The ZenML Azure secret schema supports a variety of credentials:
  • use an Azure account name and access key or SAS token (the account_name, account_key and sas_token attributes need to be configured in the ZenML secret)
  • use an Azure connection string (configure the connection_string attribute in the ZenML secret)
  • use Azure ServicePrincipal credentials (which requires account_name, tenant_id, client_id and client_secret to be configured in the ZenML secret)
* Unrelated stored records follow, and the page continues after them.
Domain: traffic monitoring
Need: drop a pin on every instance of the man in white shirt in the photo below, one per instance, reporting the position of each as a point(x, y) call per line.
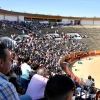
point(25, 68)
point(89, 81)
point(37, 85)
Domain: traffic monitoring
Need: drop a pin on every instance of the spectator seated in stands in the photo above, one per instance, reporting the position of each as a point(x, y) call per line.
point(35, 68)
point(59, 87)
point(25, 75)
point(37, 85)
point(97, 95)
point(89, 81)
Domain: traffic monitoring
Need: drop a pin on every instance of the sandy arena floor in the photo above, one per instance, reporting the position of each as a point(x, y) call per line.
point(88, 67)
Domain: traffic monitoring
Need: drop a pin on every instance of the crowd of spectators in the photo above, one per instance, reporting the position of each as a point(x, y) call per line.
point(35, 60)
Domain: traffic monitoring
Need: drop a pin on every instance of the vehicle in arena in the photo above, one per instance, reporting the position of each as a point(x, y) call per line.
point(20, 37)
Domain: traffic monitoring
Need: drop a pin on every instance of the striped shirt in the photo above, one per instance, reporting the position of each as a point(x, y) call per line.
point(7, 90)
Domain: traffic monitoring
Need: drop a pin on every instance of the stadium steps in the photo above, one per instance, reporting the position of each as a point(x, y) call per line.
point(8, 31)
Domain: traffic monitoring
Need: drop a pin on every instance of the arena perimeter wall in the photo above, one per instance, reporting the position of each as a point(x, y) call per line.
point(74, 57)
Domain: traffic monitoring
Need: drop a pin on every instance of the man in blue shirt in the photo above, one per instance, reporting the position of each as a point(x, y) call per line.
point(7, 90)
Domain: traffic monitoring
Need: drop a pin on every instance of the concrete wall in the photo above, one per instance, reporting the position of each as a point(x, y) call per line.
point(97, 22)
point(86, 22)
point(21, 18)
point(65, 20)
point(11, 18)
point(1, 17)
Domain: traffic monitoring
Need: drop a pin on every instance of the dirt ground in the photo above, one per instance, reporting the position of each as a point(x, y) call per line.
point(88, 67)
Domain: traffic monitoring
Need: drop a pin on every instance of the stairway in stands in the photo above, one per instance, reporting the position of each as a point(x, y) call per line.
point(8, 31)
point(93, 32)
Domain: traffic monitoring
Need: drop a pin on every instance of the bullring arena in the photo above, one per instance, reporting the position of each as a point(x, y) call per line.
point(89, 64)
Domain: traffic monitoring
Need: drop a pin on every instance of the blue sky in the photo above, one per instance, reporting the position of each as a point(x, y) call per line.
point(81, 8)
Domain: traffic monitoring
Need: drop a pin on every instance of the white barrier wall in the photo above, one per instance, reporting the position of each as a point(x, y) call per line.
point(87, 22)
point(21, 18)
point(1, 17)
point(65, 20)
point(11, 18)
point(97, 22)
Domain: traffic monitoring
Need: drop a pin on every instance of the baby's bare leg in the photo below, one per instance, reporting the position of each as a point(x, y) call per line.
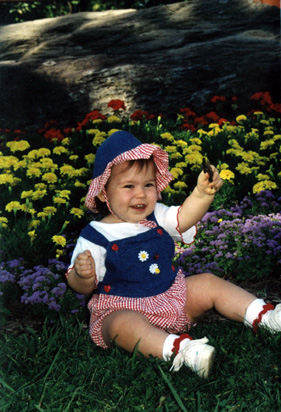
point(207, 291)
point(129, 328)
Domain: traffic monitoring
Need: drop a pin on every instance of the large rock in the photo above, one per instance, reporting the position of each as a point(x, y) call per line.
point(157, 59)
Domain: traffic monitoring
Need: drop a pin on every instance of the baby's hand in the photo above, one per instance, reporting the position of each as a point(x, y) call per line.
point(205, 186)
point(85, 265)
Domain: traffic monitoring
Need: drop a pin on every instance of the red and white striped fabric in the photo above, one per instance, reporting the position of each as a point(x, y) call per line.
point(143, 151)
point(165, 311)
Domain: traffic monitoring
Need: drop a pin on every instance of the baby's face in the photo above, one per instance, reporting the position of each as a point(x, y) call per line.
point(131, 192)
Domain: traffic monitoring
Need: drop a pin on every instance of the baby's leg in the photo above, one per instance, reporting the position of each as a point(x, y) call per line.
point(129, 328)
point(207, 291)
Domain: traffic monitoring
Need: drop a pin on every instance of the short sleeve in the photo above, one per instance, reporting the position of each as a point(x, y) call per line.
point(97, 252)
point(167, 217)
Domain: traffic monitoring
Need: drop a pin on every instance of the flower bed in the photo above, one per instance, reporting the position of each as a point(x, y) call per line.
point(44, 177)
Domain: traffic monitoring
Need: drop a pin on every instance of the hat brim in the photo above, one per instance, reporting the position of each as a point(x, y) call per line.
point(143, 151)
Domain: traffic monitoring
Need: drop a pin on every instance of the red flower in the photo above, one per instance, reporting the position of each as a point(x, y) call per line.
point(222, 121)
point(140, 115)
point(187, 112)
point(54, 134)
point(216, 99)
point(212, 116)
point(93, 115)
point(117, 105)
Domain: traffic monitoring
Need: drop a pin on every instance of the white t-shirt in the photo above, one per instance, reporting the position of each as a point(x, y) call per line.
point(165, 216)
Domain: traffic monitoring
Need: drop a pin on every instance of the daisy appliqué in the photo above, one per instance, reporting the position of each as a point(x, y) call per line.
point(143, 255)
point(154, 269)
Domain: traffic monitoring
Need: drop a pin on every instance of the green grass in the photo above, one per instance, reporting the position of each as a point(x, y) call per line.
point(59, 369)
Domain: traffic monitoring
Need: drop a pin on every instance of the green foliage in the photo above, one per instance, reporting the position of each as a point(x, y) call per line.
point(59, 369)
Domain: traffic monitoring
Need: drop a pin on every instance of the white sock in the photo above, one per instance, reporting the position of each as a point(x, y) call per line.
point(168, 346)
point(253, 311)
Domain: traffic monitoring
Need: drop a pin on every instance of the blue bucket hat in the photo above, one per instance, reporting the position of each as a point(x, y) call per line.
point(121, 147)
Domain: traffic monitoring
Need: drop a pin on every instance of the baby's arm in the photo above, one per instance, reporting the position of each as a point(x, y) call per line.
point(198, 202)
point(82, 276)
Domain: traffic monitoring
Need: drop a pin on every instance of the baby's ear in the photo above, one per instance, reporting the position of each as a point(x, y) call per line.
point(101, 197)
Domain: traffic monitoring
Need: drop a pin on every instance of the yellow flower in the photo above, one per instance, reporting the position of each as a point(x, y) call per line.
point(32, 234)
point(43, 152)
point(42, 214)
point(33, 172)
point(79, 184)
point(20, 145)
point(26, 193)
point(68, 170)
point(90, 158)
point(40, 186)
point(77, 212)
point(6, 178)
point(201, 132)
point(92, 131)
point(33, 154)
point(244, 168)
point(261, 176)
point(264, 185)
point(12, 206)
point(64, 193)
point(3, 221)
point(50, 210)
point(111, 131)
point(214, 131)
point(59, 200)
point(268, 132)
point(34, 223)
point(196, 141)
point(222, 166)
point(48, 163)
point(267, 144)
point(29, 210)
point(233, 143)
point(65, 141)
point(170, 149)
point(38, 194)
point(182, 143)
point(194, 158)
point(180, 185)
point(213, 126)
point(176, 172)
point(59, 240)
point(73, 157)
point(176, 155)
point(241, 119)
point(50, 177)
point(180, 164)
point(59, 150)
point(227, 174)
point(167, 136)
point(82, 171)
point(112, 119)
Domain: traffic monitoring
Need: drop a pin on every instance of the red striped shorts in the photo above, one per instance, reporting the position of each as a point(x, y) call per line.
point(165, 311)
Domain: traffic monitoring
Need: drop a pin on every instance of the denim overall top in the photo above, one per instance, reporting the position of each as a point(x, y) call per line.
point(138, 266)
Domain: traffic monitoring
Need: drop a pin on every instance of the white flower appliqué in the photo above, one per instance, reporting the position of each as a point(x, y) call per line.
point(154, 269)
point(143, 256)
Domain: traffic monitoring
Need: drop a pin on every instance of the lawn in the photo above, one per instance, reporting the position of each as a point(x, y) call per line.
point(48, 362)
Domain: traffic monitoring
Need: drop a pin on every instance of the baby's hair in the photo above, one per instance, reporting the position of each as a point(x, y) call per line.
point(101, 207)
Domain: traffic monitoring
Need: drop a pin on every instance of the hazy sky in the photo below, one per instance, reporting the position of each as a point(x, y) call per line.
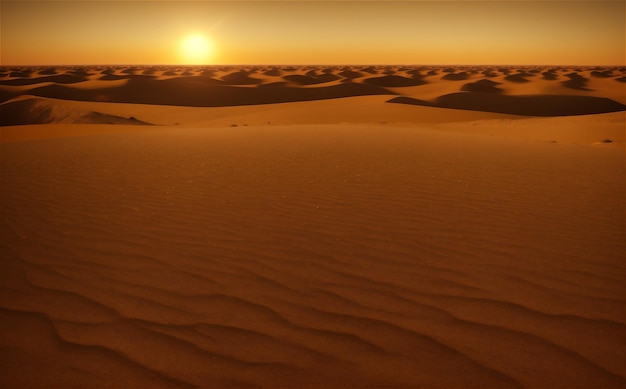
point(312, 32)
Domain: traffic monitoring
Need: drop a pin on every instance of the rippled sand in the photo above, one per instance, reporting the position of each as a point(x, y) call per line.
point(311, 256)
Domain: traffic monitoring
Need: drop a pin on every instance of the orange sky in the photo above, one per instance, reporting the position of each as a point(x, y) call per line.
point(313, 32)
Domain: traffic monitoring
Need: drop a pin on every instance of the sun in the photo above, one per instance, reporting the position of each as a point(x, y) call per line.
point(196, 49)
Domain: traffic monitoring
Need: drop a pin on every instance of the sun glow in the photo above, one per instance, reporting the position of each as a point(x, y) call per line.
point(196, 49)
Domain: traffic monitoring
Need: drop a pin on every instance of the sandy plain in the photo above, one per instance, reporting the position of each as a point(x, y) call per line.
point(322, 227)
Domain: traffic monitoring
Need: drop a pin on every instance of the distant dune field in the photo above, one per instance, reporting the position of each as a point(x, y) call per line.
point(312, 227)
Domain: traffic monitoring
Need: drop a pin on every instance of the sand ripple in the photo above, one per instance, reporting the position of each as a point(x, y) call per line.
point(310, 258)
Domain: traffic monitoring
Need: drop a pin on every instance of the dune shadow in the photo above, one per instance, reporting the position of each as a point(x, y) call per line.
point(528, 105)
point(199, 91)
point(483, 86)
point(576, 81)
point(390, 81)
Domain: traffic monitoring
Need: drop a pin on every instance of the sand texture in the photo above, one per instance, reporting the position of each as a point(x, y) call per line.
point(298, 230)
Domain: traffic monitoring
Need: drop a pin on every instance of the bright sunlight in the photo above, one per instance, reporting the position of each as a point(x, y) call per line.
point(196, 49)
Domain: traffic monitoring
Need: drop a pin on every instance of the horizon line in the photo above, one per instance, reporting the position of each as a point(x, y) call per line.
point(311, 64)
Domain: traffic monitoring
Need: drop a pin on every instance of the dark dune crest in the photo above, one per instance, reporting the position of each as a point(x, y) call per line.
point(529, 105)
point(461, 76)
point(518, 77)
point(550, 75)
point(204, 92)
point(300, 79)
point(394, 81)
point(240, 78)
point(484, 86)
point(576, 81)
point(59, 79)
point(350, 74)
point(37, 111)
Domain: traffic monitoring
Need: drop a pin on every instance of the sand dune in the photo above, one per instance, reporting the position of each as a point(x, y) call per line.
point(294, 234)
point(43, 111)
point(280, 256)
point(537, 105)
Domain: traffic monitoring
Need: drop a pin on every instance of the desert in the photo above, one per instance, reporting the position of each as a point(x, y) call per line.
point(344, 226)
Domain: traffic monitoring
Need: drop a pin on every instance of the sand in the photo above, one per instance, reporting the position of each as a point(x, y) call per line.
point(339, 242)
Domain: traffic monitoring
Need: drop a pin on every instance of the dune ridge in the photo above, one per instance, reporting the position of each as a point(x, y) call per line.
point(274, 257)
point(287, 226)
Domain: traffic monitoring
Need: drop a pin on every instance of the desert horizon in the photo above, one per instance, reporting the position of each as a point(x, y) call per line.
point(364, 222)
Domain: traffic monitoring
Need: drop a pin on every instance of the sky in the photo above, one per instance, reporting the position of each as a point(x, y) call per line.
point(260, 32)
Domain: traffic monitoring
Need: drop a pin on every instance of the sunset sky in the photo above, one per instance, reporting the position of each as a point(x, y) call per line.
point(312, 32)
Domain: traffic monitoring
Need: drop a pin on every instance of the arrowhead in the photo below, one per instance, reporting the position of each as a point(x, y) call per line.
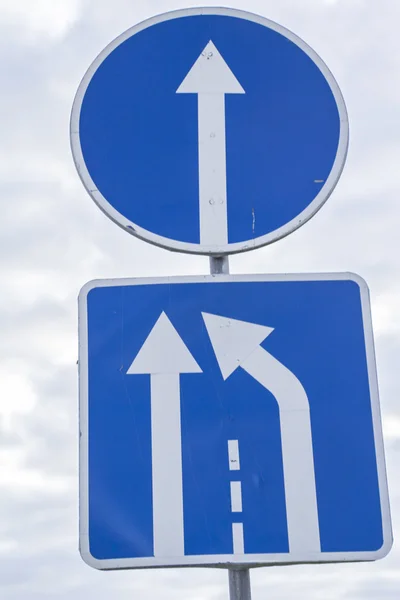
point(163, 352)
point(210, 75)
point(233, 341)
The Azure credentials are configured as a ZenML secret that is referenced in the Artifact Store configuration, e.g.:
# Register the Azure artifact store
zenml artifact-store register az_store -f azure \
--path='az://your-container' \
--authentication_secret=az_secret
# Register a secrets manager
zenml secrets-manager register secrets_manager \
--flavor=<FLAVOR_OF_YOUR_CHOICE> ...
# Register and set a stack with the new artifact store and secrets manager
zenml stack register custom_stack -a az_store -x secrets_manager ... --set
# Create the secret referenced in the artifact store
zenml secrets-manager secret register az_secret -s azure \
--connection_sting='your-Azure-connection-string'
For more, up-to-date information on the Azure Artifact Store implementation and its configuration, you can have a look at the API docs.

How do you use it?

Aside from the fact that the artifacts are stored in Azure Blob Storage, using the Azure Artifact Store is no different from using any other flavor of Artifact Store.